I reckon what they should do is bring out a fix blade licence and lock knife licence! along the lines of you pay so much each year to allow you to use a fix blade and carry one as long as you have a valid reson to and a safe storage place. Kinda like a shotgun licence! If your ever checked, all you have to do is present your licence card and have a reson for carrying it! Ie, work use! If you dont have a licence, you dont have a knife! simple... And all the money each year goes towards fighting knife and gun crime! obviously 3" and under non locking blades would remain legal..
Good idea???...![]()
Nahhh. What would it achieve - aside from generate revenue for the licensing authority?
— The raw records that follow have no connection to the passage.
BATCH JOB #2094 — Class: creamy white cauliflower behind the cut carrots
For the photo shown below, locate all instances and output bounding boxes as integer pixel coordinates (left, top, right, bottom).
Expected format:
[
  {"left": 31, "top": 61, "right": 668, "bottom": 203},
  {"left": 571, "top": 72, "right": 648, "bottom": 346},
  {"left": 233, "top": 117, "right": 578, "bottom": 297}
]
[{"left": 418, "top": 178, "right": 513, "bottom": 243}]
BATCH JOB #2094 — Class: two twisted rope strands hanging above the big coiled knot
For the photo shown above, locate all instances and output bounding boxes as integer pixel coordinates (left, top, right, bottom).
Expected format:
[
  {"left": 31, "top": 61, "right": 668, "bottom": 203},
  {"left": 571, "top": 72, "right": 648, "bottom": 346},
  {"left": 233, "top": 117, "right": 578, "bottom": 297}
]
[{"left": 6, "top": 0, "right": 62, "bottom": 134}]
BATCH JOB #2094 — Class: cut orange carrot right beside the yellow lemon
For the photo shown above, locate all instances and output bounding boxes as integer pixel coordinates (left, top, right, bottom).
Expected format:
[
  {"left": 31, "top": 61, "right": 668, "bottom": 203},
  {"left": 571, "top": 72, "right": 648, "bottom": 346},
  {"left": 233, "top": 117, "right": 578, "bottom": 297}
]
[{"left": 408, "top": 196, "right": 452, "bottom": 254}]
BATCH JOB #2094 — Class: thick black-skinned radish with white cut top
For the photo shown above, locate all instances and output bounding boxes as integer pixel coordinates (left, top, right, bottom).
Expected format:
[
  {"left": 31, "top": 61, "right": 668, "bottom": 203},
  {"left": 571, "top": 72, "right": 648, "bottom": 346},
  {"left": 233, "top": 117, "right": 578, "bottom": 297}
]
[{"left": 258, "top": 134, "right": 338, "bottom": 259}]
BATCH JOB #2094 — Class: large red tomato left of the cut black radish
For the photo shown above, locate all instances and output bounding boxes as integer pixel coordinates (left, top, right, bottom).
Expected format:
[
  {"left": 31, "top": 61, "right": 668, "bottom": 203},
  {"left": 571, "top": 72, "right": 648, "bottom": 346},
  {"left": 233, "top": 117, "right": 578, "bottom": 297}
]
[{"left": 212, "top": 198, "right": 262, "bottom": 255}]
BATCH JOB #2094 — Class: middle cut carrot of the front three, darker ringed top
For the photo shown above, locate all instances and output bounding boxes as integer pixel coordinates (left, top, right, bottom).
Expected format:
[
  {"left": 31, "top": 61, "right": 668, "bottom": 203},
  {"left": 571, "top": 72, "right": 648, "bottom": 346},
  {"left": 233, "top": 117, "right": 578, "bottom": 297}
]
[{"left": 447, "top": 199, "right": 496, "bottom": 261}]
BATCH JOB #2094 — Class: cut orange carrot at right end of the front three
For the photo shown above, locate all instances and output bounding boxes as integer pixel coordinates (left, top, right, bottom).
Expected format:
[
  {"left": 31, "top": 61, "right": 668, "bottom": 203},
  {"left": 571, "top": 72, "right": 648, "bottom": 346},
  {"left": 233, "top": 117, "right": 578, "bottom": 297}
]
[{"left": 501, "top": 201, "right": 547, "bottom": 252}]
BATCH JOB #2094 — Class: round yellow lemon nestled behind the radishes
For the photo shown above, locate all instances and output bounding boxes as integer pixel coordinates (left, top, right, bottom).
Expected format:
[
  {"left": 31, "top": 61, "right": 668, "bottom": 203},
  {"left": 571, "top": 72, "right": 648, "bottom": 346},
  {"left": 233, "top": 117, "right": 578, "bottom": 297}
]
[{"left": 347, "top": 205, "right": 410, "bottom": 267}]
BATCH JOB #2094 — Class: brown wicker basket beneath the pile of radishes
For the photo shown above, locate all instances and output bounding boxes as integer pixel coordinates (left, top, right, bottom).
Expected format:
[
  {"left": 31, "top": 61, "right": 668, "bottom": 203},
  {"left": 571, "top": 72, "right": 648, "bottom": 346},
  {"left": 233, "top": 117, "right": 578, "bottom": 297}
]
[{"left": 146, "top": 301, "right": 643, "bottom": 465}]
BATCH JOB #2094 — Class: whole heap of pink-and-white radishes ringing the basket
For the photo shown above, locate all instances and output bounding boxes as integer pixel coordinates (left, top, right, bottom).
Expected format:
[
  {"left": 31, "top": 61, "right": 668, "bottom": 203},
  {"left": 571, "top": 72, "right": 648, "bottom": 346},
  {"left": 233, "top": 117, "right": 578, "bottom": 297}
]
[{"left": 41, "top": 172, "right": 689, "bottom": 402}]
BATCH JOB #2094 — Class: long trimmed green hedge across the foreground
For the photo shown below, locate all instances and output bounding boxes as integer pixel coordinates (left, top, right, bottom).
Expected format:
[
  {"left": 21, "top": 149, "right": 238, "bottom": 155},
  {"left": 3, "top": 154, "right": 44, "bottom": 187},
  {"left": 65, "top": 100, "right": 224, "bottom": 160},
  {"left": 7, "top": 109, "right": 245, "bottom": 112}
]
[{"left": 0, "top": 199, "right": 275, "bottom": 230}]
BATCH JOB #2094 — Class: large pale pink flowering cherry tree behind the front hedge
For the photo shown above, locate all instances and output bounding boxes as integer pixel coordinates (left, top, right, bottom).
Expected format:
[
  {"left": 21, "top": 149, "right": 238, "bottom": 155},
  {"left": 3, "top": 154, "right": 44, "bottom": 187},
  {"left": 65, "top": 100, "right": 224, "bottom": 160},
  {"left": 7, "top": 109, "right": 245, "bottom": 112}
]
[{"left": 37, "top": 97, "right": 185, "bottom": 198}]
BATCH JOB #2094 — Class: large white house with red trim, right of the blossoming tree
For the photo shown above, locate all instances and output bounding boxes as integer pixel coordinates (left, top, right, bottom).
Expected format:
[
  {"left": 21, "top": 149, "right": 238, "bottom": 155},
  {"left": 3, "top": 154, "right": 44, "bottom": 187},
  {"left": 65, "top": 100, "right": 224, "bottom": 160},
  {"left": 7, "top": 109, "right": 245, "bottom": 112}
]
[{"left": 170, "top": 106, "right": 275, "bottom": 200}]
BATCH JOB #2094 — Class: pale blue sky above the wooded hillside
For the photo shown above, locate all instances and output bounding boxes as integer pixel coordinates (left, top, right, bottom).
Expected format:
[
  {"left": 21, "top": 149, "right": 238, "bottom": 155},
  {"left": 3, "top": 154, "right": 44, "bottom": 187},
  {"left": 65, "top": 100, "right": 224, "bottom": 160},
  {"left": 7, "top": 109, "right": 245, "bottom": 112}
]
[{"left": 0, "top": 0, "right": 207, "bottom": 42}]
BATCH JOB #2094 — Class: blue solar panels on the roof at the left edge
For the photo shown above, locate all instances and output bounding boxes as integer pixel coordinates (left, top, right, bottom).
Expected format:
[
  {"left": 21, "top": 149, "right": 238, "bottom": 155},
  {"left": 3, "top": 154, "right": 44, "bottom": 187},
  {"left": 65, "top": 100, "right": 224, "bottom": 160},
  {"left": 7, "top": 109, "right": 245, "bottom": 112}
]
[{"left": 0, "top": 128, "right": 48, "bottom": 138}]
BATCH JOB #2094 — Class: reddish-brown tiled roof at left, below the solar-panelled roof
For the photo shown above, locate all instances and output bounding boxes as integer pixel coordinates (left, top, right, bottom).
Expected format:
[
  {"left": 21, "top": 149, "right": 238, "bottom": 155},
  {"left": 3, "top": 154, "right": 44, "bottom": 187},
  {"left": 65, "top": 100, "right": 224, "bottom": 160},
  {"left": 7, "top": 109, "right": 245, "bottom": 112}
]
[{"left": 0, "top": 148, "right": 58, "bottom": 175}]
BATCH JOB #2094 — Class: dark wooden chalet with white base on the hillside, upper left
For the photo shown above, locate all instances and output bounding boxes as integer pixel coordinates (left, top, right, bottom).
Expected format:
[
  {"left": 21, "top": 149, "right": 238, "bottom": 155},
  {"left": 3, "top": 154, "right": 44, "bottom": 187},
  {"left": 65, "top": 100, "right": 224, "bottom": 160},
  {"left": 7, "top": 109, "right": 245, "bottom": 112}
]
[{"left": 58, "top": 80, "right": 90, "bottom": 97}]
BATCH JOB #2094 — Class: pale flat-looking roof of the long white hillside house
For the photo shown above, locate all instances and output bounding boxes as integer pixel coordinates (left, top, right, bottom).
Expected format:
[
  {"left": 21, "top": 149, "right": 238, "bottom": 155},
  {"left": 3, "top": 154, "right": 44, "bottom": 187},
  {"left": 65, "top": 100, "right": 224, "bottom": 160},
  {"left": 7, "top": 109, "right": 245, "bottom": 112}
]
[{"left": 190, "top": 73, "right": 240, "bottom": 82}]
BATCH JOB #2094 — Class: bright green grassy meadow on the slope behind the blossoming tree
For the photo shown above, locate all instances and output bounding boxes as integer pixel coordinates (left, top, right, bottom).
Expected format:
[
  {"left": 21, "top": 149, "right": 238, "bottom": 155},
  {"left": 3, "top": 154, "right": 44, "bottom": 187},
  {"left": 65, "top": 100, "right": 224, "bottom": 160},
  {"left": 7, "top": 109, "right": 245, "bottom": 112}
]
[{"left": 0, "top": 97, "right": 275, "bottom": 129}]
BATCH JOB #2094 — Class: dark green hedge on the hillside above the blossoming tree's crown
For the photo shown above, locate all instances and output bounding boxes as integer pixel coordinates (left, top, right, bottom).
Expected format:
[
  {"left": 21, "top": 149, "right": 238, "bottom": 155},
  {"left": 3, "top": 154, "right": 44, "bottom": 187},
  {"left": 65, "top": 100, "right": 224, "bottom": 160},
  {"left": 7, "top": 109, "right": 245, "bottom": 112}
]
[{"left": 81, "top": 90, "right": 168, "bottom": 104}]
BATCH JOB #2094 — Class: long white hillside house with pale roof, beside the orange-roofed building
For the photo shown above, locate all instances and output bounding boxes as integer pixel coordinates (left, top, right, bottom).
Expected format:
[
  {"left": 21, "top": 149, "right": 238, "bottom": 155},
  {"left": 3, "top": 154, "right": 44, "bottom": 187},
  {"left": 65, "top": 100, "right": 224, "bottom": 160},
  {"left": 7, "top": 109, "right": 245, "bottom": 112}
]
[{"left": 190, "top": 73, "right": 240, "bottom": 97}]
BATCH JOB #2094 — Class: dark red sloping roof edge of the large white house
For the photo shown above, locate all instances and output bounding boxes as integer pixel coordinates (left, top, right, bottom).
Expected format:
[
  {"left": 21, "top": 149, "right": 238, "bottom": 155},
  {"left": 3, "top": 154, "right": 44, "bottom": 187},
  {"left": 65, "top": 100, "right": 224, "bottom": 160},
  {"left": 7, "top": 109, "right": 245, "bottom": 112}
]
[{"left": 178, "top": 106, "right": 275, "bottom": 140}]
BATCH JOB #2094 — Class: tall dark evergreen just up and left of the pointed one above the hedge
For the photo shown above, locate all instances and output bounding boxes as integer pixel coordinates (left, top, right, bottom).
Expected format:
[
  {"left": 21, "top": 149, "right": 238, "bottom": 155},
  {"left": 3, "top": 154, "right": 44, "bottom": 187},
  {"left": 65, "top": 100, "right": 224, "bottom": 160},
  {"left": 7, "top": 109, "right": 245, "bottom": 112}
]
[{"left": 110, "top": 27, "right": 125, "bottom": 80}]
Would it make the country safer? Nope. There are probably over a billion knives in general circulation in the UK. There are half a dozen lethal knives in every kitchen drawer. Would it stop bad people carrying them as weapons? Nope. They are bad people, they dont care about licences. Would it give bushcrafters carte blanche to carry a knife? Nope. You'd still have to explain your reasons at the time if found with a knife - because some bad person might pretend to be a bushcrafter to get a licence and ...even bushcrafters can be naughty. What it would do, is make everyone think that the law doesnt already allow reasonable use, when in fact it does. It would also make everyone think that the country is so dangerous, that ordinary people cant be trusted with something sharp without a licence, and that would just pander to the irrational fear and scaremongering created by our tabloids, of the kind that seems to have gripped the OP in this thread.
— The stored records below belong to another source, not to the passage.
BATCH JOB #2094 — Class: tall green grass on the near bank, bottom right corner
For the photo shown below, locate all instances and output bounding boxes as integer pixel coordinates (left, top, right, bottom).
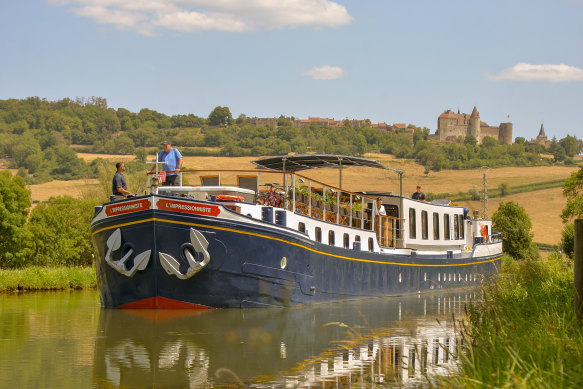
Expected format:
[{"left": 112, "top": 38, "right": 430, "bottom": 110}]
[{"left": 444, "top": 253, "right": 583, "bottom": 388}]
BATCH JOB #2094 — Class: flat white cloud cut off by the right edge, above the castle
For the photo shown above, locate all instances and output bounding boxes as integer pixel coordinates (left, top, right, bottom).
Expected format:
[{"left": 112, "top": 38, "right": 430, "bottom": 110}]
[{"left": 486, "top": 62, "right": 583, "bottom": 82}]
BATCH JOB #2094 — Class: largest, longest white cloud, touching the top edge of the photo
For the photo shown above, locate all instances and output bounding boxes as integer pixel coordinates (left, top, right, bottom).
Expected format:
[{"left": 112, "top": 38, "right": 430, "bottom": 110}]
[{"left": 47, "top": 0, "right": 352, "bottom": 34}]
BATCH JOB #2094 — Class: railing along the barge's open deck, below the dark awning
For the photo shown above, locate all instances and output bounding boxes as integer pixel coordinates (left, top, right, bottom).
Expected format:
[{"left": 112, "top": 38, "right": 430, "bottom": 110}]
[{"left": 148, "top": 169, "right": 404, "bottom": 247}]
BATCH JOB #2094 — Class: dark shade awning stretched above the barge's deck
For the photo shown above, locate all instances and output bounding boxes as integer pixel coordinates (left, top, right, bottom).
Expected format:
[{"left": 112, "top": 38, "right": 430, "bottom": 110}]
[{"left": 252, "top": 154, "right": 404, "bottom": 174}]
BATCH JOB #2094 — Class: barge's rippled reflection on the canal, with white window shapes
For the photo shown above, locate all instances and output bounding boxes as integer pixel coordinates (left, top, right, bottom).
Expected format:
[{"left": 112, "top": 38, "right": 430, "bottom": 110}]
[{"left": 94, "top": 294, "right": 470, "bottom": 388}]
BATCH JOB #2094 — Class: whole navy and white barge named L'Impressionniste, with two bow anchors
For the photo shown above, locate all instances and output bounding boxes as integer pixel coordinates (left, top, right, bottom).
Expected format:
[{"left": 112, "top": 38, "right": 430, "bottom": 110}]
[{"left": 91, "top": 155, "right": 502, "bottom": 308}]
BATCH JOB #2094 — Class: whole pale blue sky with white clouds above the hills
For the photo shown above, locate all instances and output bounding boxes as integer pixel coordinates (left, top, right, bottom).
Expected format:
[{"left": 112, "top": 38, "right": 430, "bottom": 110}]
[{"left": 0, "top": 0, "right": 583, "bottom": 139}]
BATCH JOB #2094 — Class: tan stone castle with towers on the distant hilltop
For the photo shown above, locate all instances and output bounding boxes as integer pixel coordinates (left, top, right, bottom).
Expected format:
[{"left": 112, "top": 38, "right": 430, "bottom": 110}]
[{"left": 430, "top": 106, "right": 512, "bottom": 144}]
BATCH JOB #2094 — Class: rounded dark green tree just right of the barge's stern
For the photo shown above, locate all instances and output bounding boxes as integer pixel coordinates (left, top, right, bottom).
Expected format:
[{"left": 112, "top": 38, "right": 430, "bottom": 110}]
[{"left": 492, "top": 201, "right": 538, "bottom": 259}]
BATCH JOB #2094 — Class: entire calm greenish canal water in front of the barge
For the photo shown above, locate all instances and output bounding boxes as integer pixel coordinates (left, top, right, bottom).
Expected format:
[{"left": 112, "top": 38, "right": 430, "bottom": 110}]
[{"left": 0, "top": 291, "right": 475, "bottom": 389}]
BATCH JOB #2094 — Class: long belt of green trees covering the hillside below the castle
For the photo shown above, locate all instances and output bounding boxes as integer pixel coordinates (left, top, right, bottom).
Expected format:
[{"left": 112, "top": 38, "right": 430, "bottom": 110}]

The solution to the problem, is to ignore it, or to laugh at it because it's a non issue. The danger comes when people start taking this nonsense seriously. What next? A permit to carry a sharp stick?
Take heart from the Norwegians, they refuse to let one nutter with a gun ruin their society and curtail their freedoms. Bad things happen. There are not always solutions and that something bad has happened, is not always a reason for change.
It's our system that is the problem. Particularly litigation and health and safety. The way H&S works, is that when something bad happens, you do a root cause analysis, come up with some spurious reason and impliment some equally spurious change of practice. That's what is taught in universities. It doesnt matter what solution you come up with, so long as you come up with something, then your actions are defensible in law. Doing nothing is much harder to justify and leaves you or your organisation (or your government) open to accusations of incompetence. The sad reality, which we are all learning, is that often doing nothing is the right thing to do and that just doing something to avoid liability, leaves us all in a far worse position.
I commend the Norwegians for doing nothing. Their society wasnt broken, it was the nutter with a gun that was broken.